Not one to despair, I figured out that applying the same optimizations I did for Intel would be trivial. Surely the NEON instructions map neatly to the SSE instructions I used before?
CC BY-SA 2.0 image by viZZZual.com
What is NEON
NEON is the ARMv8 version of SIMD, Single Instruction Multiple Data instruction set, where a single operation performs (generally) the same operation on several operands.
NEON operates on 32 dedicated 128-bit registers, similarly to Intel SSE. It can perform operations on 32-bit and 64-bit floating point numbers, or 8-bit, 16-bit, 32-bit and 64-bit signed or unsigned integers.

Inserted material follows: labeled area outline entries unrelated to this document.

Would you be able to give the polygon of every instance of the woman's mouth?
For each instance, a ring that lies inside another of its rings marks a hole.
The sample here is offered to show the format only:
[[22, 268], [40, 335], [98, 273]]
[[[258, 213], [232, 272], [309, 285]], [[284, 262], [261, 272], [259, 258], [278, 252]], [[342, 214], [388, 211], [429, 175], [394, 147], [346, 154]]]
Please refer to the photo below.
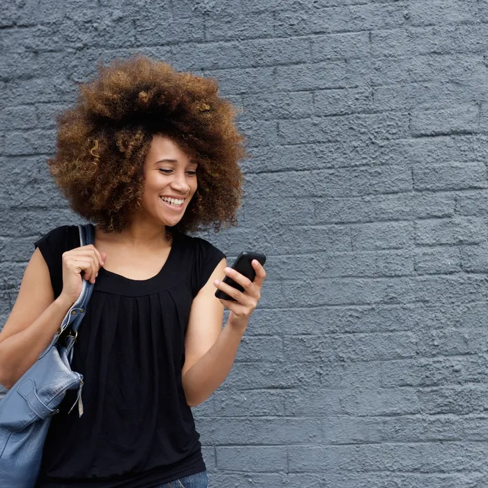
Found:
[[171, 210], [176, 211], [183, 210], [185, 199], [170, 198], [169, 197], [160, 197], [160, 198], [162, 203]]

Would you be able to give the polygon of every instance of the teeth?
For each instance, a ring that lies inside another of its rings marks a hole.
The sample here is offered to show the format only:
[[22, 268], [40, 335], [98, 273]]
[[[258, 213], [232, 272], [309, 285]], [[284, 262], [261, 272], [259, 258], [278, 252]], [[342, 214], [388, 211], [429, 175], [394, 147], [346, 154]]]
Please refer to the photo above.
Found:
[[176, 199], [176, 198], [168, 198], [167, 197], [161, 197], [161, 199], [166, 201], [171, 205], [174, 205], [174, 206], [178, 207], [183, 204], [185, 200]]

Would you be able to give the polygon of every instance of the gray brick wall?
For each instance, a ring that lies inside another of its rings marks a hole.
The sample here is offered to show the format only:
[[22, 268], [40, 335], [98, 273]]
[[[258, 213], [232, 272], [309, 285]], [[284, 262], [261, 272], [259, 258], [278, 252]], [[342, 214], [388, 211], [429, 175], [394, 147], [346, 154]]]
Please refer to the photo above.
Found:
[[[213, 487], [488, 487], [487, 0], [16, 0], [0, 17], [0, 316], [75, 217], [54, 115], [143, 52], [242, 112], [268, 278], [195, 409]], [[53, 195], [54, 195], [53, 197]]]

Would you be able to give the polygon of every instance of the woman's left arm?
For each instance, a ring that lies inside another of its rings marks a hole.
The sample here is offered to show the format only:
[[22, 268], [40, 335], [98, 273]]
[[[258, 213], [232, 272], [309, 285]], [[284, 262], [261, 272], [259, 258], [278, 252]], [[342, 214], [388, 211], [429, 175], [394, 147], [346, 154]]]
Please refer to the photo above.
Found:
[[[182, 381], [188, 405], [204, 402], [223, 383], [232, 367], [249, 317], [261, 298], [261, 287], [266, 273], [256, 260], [254, 282], [226, 268], [222, 259], [193, 300], [185, 338], [185, 364]], [[227, 275], [244, 287], [241, 292], [220, 281]], [[215, 288], [225, 291], [237, 301], [220, 300]], [[230, 310], [224, 328], [224, 305]]]

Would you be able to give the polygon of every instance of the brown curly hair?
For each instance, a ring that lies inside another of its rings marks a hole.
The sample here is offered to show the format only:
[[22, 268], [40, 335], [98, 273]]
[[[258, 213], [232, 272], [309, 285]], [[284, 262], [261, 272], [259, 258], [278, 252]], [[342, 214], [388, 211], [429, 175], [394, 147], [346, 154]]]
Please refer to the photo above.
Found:
[[100, 67], [76, 106], [58, 117], [57, 151], [47, 162], [72, 208], [107, 231], [121, 231], [140, 208], [144, 163], [155, 135], [197, 160], [198, 188], [182, 231], [235, 224], [245, 155], [236, 110], [217, 82], [137, 56]]

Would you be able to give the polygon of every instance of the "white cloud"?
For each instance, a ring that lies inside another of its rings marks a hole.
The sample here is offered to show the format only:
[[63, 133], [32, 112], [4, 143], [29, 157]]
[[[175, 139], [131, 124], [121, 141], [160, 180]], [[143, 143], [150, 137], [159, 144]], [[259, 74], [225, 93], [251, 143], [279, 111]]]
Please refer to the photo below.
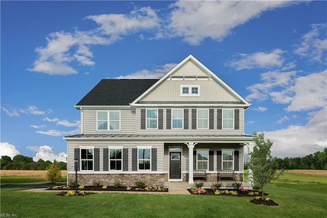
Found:
[[266, 132], [265, 137], [273, 142], [272, 154], [281, 158], [303, 157], [327, 147], [327, 108], [308, 113], [305, 126]]
[[12, 159], [16, 155], [19, 154], [19, 152], [16, 149], [15, 146], [8, 142], [1, 142], [0, 143], [0, 157], [8, 156]]
[[302, 37], [300, 44], [295, 45], [296, 49], [294, 53], [301, 57], [309, 58], [312, 62], [325, 65], [327, 61], [325, 54], [327, 51], [327, 40], [325, 38], [327, 25], [313, 24], [311, 28], [312, 30]]
[[276, 49], [271, 53], [240, 54], [240, 60], [231, 61], [227, 65], [237, 70], [253, 68], [280, 67], [284, 62], [284, 58], [282, 56], [284, 52], [280, 49]]
[[286, 1], [179, 1], [172, 5], [168, 27], [172, 36], [197, 45], [205, 38], [221, 41], [236, 27], [261, 13], [294, 4]]
[[299, 111], [324, 107], [327, 100], [326, 80], [327, 69], [296, 78], [292, 88], [295, 94], [286, 110]]
[[10, 111], [8, 109], [4, 107], [0, 107], [0, 108], [9, 116], [19, 116], [19, 114], [18, 113], [15, 109], [12, 109], [12, 111]]
[[267, 110], [267, 108], [259, 106], [256, 108], [253, 108], [253, 110], [259, 112], [265, 112]]
[[36, 162], [41, 159], [44, 161], [50, 160], [53, 162], [54, 160], [57, 161], [66, 162], [67, 154], [63, 152], [58, 152], [52, 151], [52, 148], [48, 146], [28, 146], [28, 149], [36, 152], [36, 154], [33, 158], [33, 160]]
[[169, 63], [152, 69], [143, 69], [126, 76], [120, 76], [115, 79], [159, 79], [174, 68], [177, 64]]

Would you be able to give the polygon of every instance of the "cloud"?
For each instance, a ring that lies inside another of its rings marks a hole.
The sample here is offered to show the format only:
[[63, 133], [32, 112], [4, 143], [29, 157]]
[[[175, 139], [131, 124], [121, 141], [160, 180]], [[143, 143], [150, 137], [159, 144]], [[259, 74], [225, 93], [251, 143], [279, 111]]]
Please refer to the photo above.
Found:
[[174, 68], [175, 63], [158, 66], [152, 69], [143, 69], [126, 76], [120, 76], [115, 79], [159, 79]]
[[80, 134], [81, 133], [81, 131], [79, 128], [70, 131], [64, 131], [52, 129], [48, 131], [36, 131], [36, 133], [43, 135], [52, 135], [53, 136], [63, 136]]
[[37, 162], [41, 159], [44, 161], [50, 160], [53, 162], [54, 160], [57, 161], [67, 162], [66, 157], [67, 154], [63, 152], [54, 152], [52, 148], [48, 146], [42, 146], [38, 147], [37, 146], [28, 146], [28, 149], [36, 152], [36, 154], [33, 158], [33, 160]]
[[325, 65], [327, 61], [325, 53], [327, 51], [327, 40], [325, 38], [327, 25], [313, 24], [311, 28], [312, 30], [301, 38], [300, 44], [295, 45], [294, 53], [302, 58], [309, 58], [312, 62]]
[[265, 132], [265, 138], [273, 142], [272, 154], [281, 158], [302, 157], [327, 147], [327, 107], [308, 113], [305, 126], [290, 126], [283, 129]]
[[[253, 68], [280, 67], [284, 62], [284, 58], [282, 55], [284, 53], [280, 49], [275, 49], [271, 53], [256, 52], [250, 54], [240, 53], [240, 60], [229, 62], [227, 65], [237, 70]], [[292, 64], [289, 65], [287, 68], [289, 68], [291, 66]]]
[[16, 149], [15, 146], [8, 142], [1, 142], [0, 143], [0, 157], [8, 156], [12, 159], [16, 155], [19, 154], [19, 152]]
[[44, 118], [43, 120], [49, 122], [55, 122], [57, 125], [61, 125], [66, 127], [79, 127], [81, 125], [80, 120], [75, 120], [73, 123], [70, 123], [67, 119], [60, 120], [58, 118], [50, 119], [48, 117]]
[[9, 116], [19, 116], [19, 114], [18, 113], [15, 109], [13, 109], [12, 111], [10, 111], [8, 109], [2, 106], [0, 107], [0, 108]]
[[178, 1], [173, 8], [167, 29], [193, 45], [209, 38], [221, 41], [231, 30], [264, 11], [295, 4], [288, 1]]

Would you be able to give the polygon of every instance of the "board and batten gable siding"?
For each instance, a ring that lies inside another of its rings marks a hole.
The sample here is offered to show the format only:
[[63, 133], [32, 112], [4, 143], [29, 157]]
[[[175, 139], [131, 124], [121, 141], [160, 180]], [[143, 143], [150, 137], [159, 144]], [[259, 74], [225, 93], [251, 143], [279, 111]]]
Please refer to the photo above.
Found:
[[[225, 135], [241, 135], [244, 133], [244, 111], [243, 108], [236, 109], [235, 111], [239, 111], [239, 120], [238, 122], [239, 124], [238, 129], [221, 129], [219, 128], [219, 119], [218, 116], [219, 115], [219, 110], [221, 109], [218, 108], [209, 108], [209, 129], [196, 129], [196, 108], [183, 108], [184, 109], [184, 129], [172, 129], [171, 128], [171, 117], [168, 117], [168, 116], [171, 116], [171, 108], [165, 108], [162, 110], [162, 129], [146, 129], [145, 127], [144, 128], [141, 128], [142, 119], [141, 117], [143, 116], [141, 115], [141, 111], [145, 111], [145, 108], [136, 108], [136, 134], [196, 134], [198, 135], [200, 134], [221, 134]], [[233, 109], [233, 108], [231, 108]], [[167, 111], [168, 113], [167, 114]], [[192, 116], [192, 113], [193, 116]], [[187, 118], [185, 117], [187, 116]], [[143, 117], [144, 117], [143, 116]], [[188, 128], [186, 128], [187, 127], [185, 124], [185, 122], [187, 122], [188, 124]], [[169, 125], [167, 126], [167, 122], [169, 122]], [[144, 125], [145, 125], [145, 120], [143, 122]], [[222, 126], [221, 125], [221, 121], [220, 121], [220, 126]], [[236, 127], [236, 125], [235, 125]]]

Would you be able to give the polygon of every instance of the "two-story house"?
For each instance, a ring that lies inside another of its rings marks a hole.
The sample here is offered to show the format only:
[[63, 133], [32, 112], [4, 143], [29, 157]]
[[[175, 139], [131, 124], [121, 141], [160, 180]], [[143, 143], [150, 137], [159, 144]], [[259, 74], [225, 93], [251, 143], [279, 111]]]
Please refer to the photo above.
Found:
[[243, 181], [244, 111], [250, 104], [190, 55], [161, 79], [104, 79], [75, 107], [79, 135], [66, 136], [67, 180], [79, 184], [194, 183], [193, 169]]

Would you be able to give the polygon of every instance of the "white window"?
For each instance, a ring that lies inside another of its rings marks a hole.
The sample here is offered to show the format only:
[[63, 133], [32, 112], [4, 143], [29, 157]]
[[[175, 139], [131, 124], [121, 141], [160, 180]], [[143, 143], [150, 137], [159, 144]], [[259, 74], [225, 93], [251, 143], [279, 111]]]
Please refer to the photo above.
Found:
[[81, 148], [80, 152], [82, 170], [92, 171], [94, 149], [92, 148]]
[[234, 129], [234, 110], [223, 110], [223, 129]]
[[120, 130], [121, 112], [119, 111], [98, 111], [98, 130]]
[[197, 110], [197, 129], [209, 129], [209, 109], [200, 109]]
[[183, 129], [183, 109], [172, 109], [172, 129]]
[[199, 96], [200, 85], [180, 85], [181, 96]]
[[223, 169], [234, 169], [234, 150], [222, 150]]
[[158, 129], [158, 109], [147, 109], [147, 129]]
[[150, 148], [138, 148], [138, 169], [151, 169], [151, 149]]
[[196, 150], [197, 169], [208, 169], [209, 151], [207, 150]]

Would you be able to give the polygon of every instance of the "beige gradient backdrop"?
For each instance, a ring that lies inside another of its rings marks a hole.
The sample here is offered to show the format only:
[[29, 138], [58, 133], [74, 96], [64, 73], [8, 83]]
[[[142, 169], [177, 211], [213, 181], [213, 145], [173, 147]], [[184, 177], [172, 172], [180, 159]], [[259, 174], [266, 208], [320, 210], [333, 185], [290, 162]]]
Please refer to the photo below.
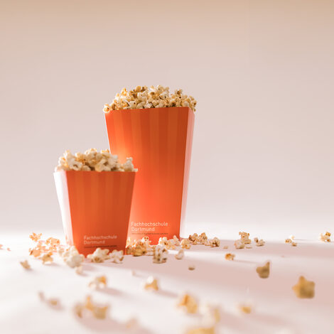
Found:
[[158, 84], [198, 101], [188, 226], [333, 227], [333, 1], [0, 6], [2, 230], [60, 226], [58, 156], [107, 147], [103, 104]]

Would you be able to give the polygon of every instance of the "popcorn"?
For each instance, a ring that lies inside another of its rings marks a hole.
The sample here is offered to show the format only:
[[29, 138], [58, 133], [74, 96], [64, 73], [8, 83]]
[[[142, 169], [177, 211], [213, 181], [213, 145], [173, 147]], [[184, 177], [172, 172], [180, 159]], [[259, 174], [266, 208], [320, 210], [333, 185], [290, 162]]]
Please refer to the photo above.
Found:
[[258, 266], [257, 268], [257, 273], [262, 279], [267, 279], [269, 276], [270, 272], [270, 262], [266, 262], [263, 266]]
[[175, 258], [177, 260], [181, 260], [183, 259], [184, 257], [184, 250], [183, 249], [180, 249], [176, 254], [175, 254]]
[[301, 276], [292, 289], [298, 298], [313, 298], [315, 285], [313, 281], [308, 281], [303, 276]]
[[225, 254], [225, 260], [233, 261], [235, 259], [235, 255], [232, 253]]
[[74, 311], [79, 318], [82, 318], [83, 312], [87, 310], [90, 311], [92, 315], [97, 319], [104, 319], [107, 316], [108, 308], [108, 305], [104, 306], [95, 305], [92, 301], [90, 296], [87, 296], [85, 303], [79, 303], [75, 306]]
[[319, 240], [323, 241], [324, 242], [330, 242], [330, 235], [331, 233], [329, 232], [326, 232], [324, 234], [320, 233], [319, 235]]
[[98, 276], [90, 282], [88, 286], [95, 289], [105, 288], [107, 286], [107, 277], [105, 276]]
[[249, 304], [240, 304], [238, 306], [238, 309], [242, 313], [249, 314], [252, 312], [252, 306]]
[[155, 279], [153, 276], [150, 276], [145, 282], [144, 286], [145, 290], [154, 290], [157, 291], [159, 289], [158, 285], [158, 280]]
[[70, 151], [65, 151], [58, 160], [55, 171], [137, 171], [134, 168], [132, 158], [126, 158], [120, 163], [118, 156], [112, 155], [109, 150], [98, 152], [96, 149], [90, 149], [84, 153], [76, 153], [74, 156]]
[[181, 296], [177, 306], [187, 313], [195, 313], [198, 310], [196, 299], [187, 293]]
[[255, 244], [257, 247], [264, 246], [264, 242], [263, 241], [262, 239], [260, 239], [259, 240], [258, 238], [254, 238], [254, 241], [255, 242]]
[[79, 252], [75, 246], [71, 246], [67, 250], [60, 253], [60, 256], [64, 260], [64, 262], [71, 268], [81, 266], [85, 260], [85, 256], [79, 254]]
[[102, 249], [99, 247], [95, 249], [93, 254], [89, 254], [87, 258], [90, 259], [92, 262], [101, 263], [110, 259], [110, 255], [108, 249]]
[[126, 88], [117, 93], [110, 104], [103, 107], [104, 112], [112, 110], [142, 109], [142, 108], [166, 108], [168, 107], [189, 107], [194, 112], [197, 102], [191, 96], [185, 95], [182, 90], [175, 90], [170, 94], [169, 87], [158, 85], [137, 86], [134, 90], [127, 91]]
[[181, 247], [184, 248], [185, 249], [190, 249], [191, 247], [190, 242], [189, 241], [188, 239], [183, 239], [181, 241]]
[[242, 249], [244, 248], [244, 242], [241, 239], [235, 241], [235, 247], [236, 249]]
[[33, 232], [29, 235], [29, 237], [31, 239], [31, 240], [37, 242], [41, 239], [41, 235], [42, 233], [36, 234], [35, 232]]
[[249, 233], [247, 233], [246, 232], [239, 232], [239, 235], [244, 244], [248, 244], [252, 242], [252, 240], [249, 239]]
[[167, 261], [167, 254], [168, 251], [164, 246], [157, 245], [154, 248], [153, 253], [153, 263], [165, 263]]
[[27, 260], [22, 261], [22, 262], [20, 262], [20, 264], [25, 269], [31, 269], [30, 264], [28, 263]]

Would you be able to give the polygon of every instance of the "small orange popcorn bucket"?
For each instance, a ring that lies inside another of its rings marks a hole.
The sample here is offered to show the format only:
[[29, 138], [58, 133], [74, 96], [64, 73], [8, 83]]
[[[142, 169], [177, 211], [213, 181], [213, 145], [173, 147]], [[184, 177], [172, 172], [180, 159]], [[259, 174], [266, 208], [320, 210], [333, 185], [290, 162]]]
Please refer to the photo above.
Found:
[[195, 115], [188, 107], [105, 113], [110, 148], [138, 168], [128, 237], [180, 236], [184, 220]]
[[136, 172], [54, 173], [66, 242], [80, 254], [125, 250]]

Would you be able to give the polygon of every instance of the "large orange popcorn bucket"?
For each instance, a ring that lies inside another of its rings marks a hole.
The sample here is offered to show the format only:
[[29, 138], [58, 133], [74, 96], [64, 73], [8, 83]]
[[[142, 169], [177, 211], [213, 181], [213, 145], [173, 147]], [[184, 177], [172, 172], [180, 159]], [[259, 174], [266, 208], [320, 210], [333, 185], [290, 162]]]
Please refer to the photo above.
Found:
[[55, 188], [66, 237], [80, 254], [125, 250], [136, 172], [60, 171]]
[[138, 172], [128, 237], [179, 237], [190, 163], [194, 112], [188, 107], [112, 110], [105, 113], [110, 149], [131, 156]]

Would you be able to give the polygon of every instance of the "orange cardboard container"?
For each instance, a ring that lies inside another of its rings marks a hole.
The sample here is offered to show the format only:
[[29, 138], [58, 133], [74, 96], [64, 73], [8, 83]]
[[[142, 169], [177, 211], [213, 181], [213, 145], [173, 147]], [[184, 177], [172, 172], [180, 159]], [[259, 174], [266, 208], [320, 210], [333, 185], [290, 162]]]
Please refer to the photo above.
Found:
[[54, 173], [66, 237], [80, 254], [125, 250], [135, 172]]
[[112, 152], [138, 168], [128, 237], [180, 236], [185, 212], [195, 115], [188, 107], [105, 113]]

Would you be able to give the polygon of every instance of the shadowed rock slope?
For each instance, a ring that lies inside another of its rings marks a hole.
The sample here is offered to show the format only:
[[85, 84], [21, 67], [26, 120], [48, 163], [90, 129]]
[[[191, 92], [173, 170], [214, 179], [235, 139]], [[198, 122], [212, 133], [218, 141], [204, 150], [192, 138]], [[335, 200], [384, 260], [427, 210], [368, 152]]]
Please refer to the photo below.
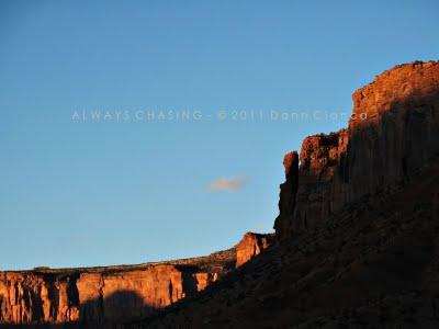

As with SSE you can program either in the assembly language, or in C using intrinsics. The intrinsics are usually easier to use, and depending on the application and the compiler can provide better performance, however intrinsics based code tends to be quite verbose.
If you opt to use the NEON intrinsics you have to include <arm_neon.h>
. While SSE intrinsic use __m128i for all SIMD integer operations, the intrinsics for NEON have distinct type for each integer and float width. For example operations on signed 16-bit integers use the int16x8_t type, which we are going to use. Similarly there is a uint16x8_t type for unsigned integer, as well as int8x16_t, int32x4_t and int64x2_t and their uint derivatives, that are self explanatory.
Getting started
Running perf tells me that the same two culprits are responsible for most of the CPU time spent:
perf record ./jpegtran -outfile /dev/null -progressive -optimise -copy none test.jpeg
perf report
71.24% lt-jpegtran libjpeg.so.9.1.0 [.] encode_mcu_AC_refine
15.24% lt-jpegtran libjpeg.so.9.1.0 [.] encode_mcu_AC_first
Aha, encode_mcu_AC_refine
and encode_mcu_AC_first
, my old nemeses!
The straightforward approach
encode_mcu_AC_refine
Let's recoup the optimizations we applied to encode_mcu_AC_refine
previously. The function has two loops, with the heavier loop performing the following operation:
for (k = cinfo->Ss; k <= Se; k++) {
temp = (*block)[natural_order[k]];
if (temp < 0)
temp = -temp; /* temp is abs value of input */
temp >>= Al; /* apply the point transform */
absvalues[k] = temp; /* save abs value for main pass */
if (temp == 1)
EOB = k; /* EOB = index of last newly-nonzero coef */
}
And the SSE solution to this problem was:
__m128i x1 = _mm_setzero_si128(); // Load 8 16-bit values sequentially
x1 = _mm_insert_epi16(x1, (*block)[natural_order[k+0]], 0);
x1 = _mm_insert_epi16(x1, (*block)[natural_order[k+1]], 1);
x1 = _mm_insert_epi16(x1, (*block)[natural_order[k+2]], 2);
x1 = _mm_insert_epi16(x1, (*block)[natural_order[k+3]], 3);
x1 = _mm_insert_epi16(x1, (*block)[natural_order[k+4]], 4);
x1 = _mm_insert_epi16(x1, (*block)[natural_order[k+5]], 5);
x1 = _mm_insert_epi16(x1, (*block)[natural_order[k+6]], 6);
x1 = _mm_insert_epi16(x1, (*block)[natural_order[k+7]], 7);
x1 = _mm_abs_epi16(x1); // Get absolute value of 16-bit integers
x1 = _mm_srli_epi16(x1, Al); // >> 16-bit integers by Al bits
_mm_storeu_si128((__m128i*)&absvalues[k], x1); // Store
x1 = _mm_cmpeq_epi16(x1, _mm_set1_epi16(1)); // Compare to 1
unsigned int idx = _mm_movemask_epi8(x1); // Extract byte mask
EOB = idx? k + 16 - __builtin_clz(idx)/2 : EOB; // Compute index
For the most part the transition to NEON is indeed straightforward.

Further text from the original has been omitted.